Administrators and boards often choose not to follow cumbersome steps to document and discharge bad teachers, in spite of the fact that much of the cumbersomeness is due to language in agreements they made with teacher unions.

Like it or not, unions exist, in large part, to advance the interests of their members, including income security. Income security includes not being fired for arbitrary reasons if you're doing your job.

Everyone is entitled to attend school; ability and motivation to learn are not solely under teacher control.

Hire smarter. Administer better. Don't grant tenure to questionable teachers; extend their review period until they are effective or let them go if they don't improve after you've documented where the shortfall is.

Bear in mind that firing anyone from any job is a form of economic capital punishment.

One firm I managed for looked on any discharge as a mutual failure; we were not successful in transmitting our expectations to the employee and they were unsuccessful in adopting them. We'd do some review before and after a discharge to look at where we'd fallen short or could improve. Was a good group to work with.
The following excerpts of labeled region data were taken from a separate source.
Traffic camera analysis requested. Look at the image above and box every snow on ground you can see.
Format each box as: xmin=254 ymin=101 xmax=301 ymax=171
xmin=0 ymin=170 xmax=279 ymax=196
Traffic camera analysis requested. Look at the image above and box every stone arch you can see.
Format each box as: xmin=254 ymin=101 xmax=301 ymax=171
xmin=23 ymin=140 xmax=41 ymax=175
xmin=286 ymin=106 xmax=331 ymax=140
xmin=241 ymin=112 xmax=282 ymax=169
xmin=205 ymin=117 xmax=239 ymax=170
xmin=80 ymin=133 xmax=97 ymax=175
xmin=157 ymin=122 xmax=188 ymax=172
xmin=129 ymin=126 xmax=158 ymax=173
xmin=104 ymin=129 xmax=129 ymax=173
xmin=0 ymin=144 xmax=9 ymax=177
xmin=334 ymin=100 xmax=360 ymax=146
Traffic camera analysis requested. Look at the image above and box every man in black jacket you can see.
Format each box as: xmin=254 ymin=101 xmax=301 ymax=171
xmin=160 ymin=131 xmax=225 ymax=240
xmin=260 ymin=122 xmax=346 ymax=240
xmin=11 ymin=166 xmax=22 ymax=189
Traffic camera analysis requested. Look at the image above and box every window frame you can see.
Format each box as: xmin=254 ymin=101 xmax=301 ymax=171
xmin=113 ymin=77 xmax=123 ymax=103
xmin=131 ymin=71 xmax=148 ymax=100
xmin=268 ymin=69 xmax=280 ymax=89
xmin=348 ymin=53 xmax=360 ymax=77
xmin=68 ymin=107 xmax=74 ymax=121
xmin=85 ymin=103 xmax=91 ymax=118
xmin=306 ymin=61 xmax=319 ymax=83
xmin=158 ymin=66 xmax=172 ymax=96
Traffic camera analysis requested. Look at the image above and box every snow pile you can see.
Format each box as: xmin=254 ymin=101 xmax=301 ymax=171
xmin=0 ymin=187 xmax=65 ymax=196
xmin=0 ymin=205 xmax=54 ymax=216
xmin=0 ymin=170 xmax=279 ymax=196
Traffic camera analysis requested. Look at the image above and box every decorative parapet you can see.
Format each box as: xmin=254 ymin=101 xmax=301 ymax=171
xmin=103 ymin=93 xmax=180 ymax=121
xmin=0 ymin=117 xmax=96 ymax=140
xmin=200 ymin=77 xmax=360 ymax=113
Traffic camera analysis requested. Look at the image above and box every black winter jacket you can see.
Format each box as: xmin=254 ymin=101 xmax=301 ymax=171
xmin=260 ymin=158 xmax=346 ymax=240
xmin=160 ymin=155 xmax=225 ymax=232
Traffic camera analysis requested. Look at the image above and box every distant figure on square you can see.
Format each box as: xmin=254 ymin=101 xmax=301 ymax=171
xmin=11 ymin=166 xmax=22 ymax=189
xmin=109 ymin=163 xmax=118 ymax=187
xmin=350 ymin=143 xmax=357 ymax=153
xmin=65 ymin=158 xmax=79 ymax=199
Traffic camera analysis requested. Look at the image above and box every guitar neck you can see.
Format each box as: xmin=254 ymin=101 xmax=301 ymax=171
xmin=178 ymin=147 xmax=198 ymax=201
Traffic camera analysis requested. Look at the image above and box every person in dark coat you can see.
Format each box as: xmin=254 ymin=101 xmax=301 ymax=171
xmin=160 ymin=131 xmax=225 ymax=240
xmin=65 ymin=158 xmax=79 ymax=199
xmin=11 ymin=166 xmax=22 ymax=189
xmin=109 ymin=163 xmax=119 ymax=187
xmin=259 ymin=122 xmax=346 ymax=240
The education issue has many factors and there is no magical answer. All parties involved share some blame and all must improve in order for overall results to improve.

Talk to some teachers and get familiar with what they must contend with in the way of students, parents, resources, bosses, employers.

Anonymous said...

How will you gentlemen know who to avoid if you know not who I am? That tightly knit same way of thinking concept has destroyed our education system.Remove the blinders so you can also see to your left and right & be open to new ideas.And let me guess,you have no idea whatsoever of what I'm talking about.That's just as well,because you have zero intention of changing.

Anonymous said...

"But is teaching reading, writing, and arithmetic really more complicated than making software, or automobiles, or anything else in the modern economy?"

Obviously this person has no idea about education what so ever. If you are a teacher that cares, a teacher that wants their student to master the content, then YES... Much, much more complicated, because there is the human to human element.

They slung a lot of data around, and while I agree, there are teachers that should be fired, never once was mentioned the decline of parental involvement.

You want teachers to be successful? Get involved!